As organizações consideram ainda que a aprovação da PEC seria “inaceitável irresponsabilidade do Congresso Nacional diante de tantos e recentes episódios – dentre os quais, o mais lamentável ocorrido em 08 de janeiro deste ano".
Para o jurista Belisário dos Santos Júnior, a PEC da Anistia significa um retrocesso ao diminuir a verba eleitoral para pretos e pardos, conforme prevê o texto do relator, deputado Antônio Carlos Rodrigues (PL-SP). "O grande problema do Brasil é a educação. Quando se constrói um projeto que cria incentivos para mulheres e negros participarem do sistema eleitoral, é para que ele seja cumprido", diz Santos Júnior. Para ele, se promulgado o texto da forma como está, deverá ser vetado pelo presidente da República.

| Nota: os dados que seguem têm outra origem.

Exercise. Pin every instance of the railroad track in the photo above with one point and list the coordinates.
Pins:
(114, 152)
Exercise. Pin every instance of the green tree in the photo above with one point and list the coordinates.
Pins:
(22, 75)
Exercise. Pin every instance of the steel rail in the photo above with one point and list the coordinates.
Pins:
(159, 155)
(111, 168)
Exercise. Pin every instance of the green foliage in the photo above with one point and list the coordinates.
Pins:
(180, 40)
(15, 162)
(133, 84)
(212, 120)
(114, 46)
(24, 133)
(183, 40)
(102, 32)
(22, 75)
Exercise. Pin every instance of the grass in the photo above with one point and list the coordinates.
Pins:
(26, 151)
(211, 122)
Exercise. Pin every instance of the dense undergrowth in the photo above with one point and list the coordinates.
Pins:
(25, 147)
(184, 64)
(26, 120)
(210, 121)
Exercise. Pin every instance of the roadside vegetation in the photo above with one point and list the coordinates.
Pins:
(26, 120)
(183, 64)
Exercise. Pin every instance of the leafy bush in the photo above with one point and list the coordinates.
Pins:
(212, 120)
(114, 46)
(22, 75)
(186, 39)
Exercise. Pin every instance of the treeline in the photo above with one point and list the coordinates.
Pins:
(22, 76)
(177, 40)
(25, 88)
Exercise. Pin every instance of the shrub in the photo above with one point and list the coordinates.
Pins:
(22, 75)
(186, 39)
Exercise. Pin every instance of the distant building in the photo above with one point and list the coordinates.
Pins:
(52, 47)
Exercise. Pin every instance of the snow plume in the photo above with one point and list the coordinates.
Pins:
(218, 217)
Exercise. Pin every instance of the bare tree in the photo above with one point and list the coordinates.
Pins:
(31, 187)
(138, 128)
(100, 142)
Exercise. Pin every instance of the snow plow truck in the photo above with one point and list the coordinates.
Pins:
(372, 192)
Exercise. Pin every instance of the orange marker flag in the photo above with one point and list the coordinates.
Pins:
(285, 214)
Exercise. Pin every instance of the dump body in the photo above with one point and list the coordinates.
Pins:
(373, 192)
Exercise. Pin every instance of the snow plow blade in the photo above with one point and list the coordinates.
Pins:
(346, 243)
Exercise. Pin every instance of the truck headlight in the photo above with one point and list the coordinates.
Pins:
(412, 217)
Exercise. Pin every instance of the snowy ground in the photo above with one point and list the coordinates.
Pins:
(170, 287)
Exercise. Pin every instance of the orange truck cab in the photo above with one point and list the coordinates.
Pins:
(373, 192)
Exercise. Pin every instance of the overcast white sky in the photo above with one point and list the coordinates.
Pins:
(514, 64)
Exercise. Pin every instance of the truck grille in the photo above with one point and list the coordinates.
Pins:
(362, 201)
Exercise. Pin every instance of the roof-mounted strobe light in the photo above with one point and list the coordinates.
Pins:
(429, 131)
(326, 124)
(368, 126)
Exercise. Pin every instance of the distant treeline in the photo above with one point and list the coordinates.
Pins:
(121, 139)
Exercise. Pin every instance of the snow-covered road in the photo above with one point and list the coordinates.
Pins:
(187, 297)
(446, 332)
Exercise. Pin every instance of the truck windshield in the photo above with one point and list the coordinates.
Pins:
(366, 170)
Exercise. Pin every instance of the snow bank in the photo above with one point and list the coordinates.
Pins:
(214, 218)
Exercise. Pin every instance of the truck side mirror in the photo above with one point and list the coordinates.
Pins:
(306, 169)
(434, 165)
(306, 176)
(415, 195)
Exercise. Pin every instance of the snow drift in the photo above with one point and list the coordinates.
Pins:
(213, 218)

O cientista político Jorge Mizael reafirma que desde o início dos trabalhos do grupo de parlamentares que debateu a minirreforma vem alertando sobre os perigos de discutir alterações na legislação eleitoral de forma tão apressada. "Isso mostra que o corporativismo político ainda tem o poder de inverter a ordem de prioridades da sociedade", lamenta.
A PEC da Anistia ainda terá que ser aprovada pela Comissão Especial e depois passar pelo Plenário da Câmara dos Deputados, com pelo menos 308 votos em dois turnos. Se for aprovada, seguirá para o Senado.